"A-GUH-PAN-THUHS"
/I first spotted this blue flowering plant while walking along Sydney’s fabulous horseshoe harbor 15 years ago. It was January 2, 2006. Mr. Wonderful and I were still staggering and bleary-eyed after the 14-hour three-movie Qantas flight from Los Angeles on this second day of our six-week-long “down under” trek.
The air was blisteringly hot with thermometer readings above 110 F, but I remember thinking how cool those blue flowers were.
A week later I saw those blue flowers again in Melbourne at Queen Victoria’s Gardens. And, a few days after that, as we drove deep into the Australian bush, I noticed them lining the driveway curving to the large ranch house where we’d be staying for a few days. The owner of the sheep station told me they were called “a-guh-pan-thuhs.”
Unlike my sainted mother who never strolled through any or anyone’s garden without sneaking a few seeds into her pocket (brazenly, I may add), it never occurred to me to snip off a lush blue blossom and stuff it into the bottom of my suitcase. (I follow rules. I still have the DO NOT REMOVE tags on my bedroom mattresses.) But I knew I wanted to find “a-guh-pan-thuhs” when we got back to the States.
The following summer I looked everywhere, combed catalogs, asked Seacoast Garden Club friends much savvier than I, but to no avail. Then suddenly three years ago, I chanced upon them blooming in the noonday sun at Estabrooks Nursery in Kennebunk. I was positively giddy and bought four.
For the next month and a half, they sat on the back deck in blue ceramic pots next to my white wicker sofa and chairs, and were positively ….. underwhelming. No big tall green spiky leaves, no royal blue blossoms, not even a hint of them. Nada. Even Mr. W., who doesn’t know a daisy from a daffodil, asked, “Are they ever going to do anything?"
Until one mid-July day….VOILA! They bloomed, and bloomed again, all the way into early October. They’ve been the headliners on my back deck ever since, over in Kennebunk Beach and here in the Wells woods.
Come late fall, we snip off the stalks, say a quick “winter well, dear ones,” then put the shorn plants, still in their pots, under a bench in the garage where they hibernate. In late May, we move them out to the deck and say a resurrection prayer.

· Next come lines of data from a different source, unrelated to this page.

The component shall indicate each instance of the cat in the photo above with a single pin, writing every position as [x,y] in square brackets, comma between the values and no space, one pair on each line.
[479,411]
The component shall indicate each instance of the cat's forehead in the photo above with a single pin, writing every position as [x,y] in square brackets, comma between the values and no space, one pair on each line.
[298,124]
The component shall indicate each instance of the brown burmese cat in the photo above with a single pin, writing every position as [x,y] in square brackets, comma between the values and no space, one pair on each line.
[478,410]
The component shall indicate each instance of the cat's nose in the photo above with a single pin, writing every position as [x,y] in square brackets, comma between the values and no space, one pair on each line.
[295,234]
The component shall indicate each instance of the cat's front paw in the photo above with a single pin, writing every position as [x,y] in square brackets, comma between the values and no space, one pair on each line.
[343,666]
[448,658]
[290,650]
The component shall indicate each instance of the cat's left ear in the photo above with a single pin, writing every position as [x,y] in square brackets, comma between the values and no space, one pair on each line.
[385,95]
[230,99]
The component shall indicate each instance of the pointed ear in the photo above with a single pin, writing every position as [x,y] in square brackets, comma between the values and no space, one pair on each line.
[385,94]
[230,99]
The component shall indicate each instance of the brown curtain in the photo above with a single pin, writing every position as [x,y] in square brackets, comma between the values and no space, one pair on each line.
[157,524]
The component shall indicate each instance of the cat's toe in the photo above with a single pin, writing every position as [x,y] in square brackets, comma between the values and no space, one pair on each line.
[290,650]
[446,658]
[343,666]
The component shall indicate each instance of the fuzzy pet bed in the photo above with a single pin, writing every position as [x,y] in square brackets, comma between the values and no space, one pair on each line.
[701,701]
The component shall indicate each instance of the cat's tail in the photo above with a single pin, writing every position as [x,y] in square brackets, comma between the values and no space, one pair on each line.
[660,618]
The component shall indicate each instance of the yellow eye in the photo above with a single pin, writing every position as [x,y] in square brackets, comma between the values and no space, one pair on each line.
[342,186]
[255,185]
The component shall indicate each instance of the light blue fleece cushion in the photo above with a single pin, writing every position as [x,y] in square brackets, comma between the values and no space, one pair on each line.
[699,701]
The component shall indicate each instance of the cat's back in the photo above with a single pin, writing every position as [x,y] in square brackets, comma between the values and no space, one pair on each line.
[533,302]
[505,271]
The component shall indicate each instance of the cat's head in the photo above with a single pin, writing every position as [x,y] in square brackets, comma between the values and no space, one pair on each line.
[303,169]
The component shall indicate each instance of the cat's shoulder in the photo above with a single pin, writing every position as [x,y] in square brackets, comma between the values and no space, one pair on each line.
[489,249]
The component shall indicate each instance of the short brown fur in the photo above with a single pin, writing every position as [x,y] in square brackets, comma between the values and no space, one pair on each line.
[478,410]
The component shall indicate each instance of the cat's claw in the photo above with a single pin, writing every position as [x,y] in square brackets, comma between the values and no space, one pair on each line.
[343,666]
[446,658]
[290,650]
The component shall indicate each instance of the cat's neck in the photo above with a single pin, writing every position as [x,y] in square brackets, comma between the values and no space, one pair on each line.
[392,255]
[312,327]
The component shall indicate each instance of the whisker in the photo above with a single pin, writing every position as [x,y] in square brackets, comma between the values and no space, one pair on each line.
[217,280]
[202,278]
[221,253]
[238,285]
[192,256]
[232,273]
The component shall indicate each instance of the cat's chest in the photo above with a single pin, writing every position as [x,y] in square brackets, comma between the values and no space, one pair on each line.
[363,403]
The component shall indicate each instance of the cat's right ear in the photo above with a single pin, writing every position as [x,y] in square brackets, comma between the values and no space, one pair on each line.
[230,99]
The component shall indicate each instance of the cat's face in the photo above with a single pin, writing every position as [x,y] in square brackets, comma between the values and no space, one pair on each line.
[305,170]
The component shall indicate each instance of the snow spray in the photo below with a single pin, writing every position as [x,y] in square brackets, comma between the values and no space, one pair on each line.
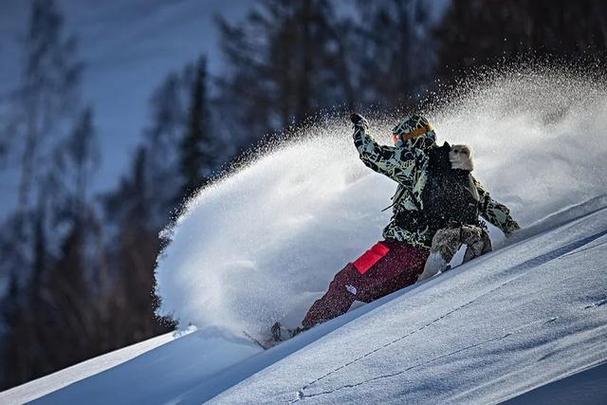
[262,243]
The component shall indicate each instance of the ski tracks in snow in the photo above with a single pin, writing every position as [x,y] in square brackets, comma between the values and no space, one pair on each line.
[526,265]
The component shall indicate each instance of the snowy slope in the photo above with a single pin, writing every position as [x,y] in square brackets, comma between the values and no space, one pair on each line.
[261,244]
[509,322]
[519,318]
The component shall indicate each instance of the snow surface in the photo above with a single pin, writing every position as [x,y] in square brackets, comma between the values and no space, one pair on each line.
[531,313]
[42,386]
[259,246]
[262,244]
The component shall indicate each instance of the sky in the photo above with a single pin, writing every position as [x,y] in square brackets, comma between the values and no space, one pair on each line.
[128,47]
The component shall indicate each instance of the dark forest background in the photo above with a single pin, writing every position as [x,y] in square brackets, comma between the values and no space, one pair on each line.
[80,267]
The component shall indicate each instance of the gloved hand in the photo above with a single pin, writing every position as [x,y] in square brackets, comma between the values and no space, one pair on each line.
[359,121]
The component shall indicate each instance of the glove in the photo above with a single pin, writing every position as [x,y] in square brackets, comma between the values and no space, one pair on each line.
[359,121]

It takes a while. Patience is required. Even when they start to show limp signs of life, it’s not much. They take their time getting ready for prime time but by mid-July, VOILA!
Last week we cut them back and I put them in the garage. The Farmers Almanac suggests we’re facing a long cold winter here along the southern Maine coast, but I get warm and fuzzy thinking how my fabulous blue bloomers will return in full floral glory next July.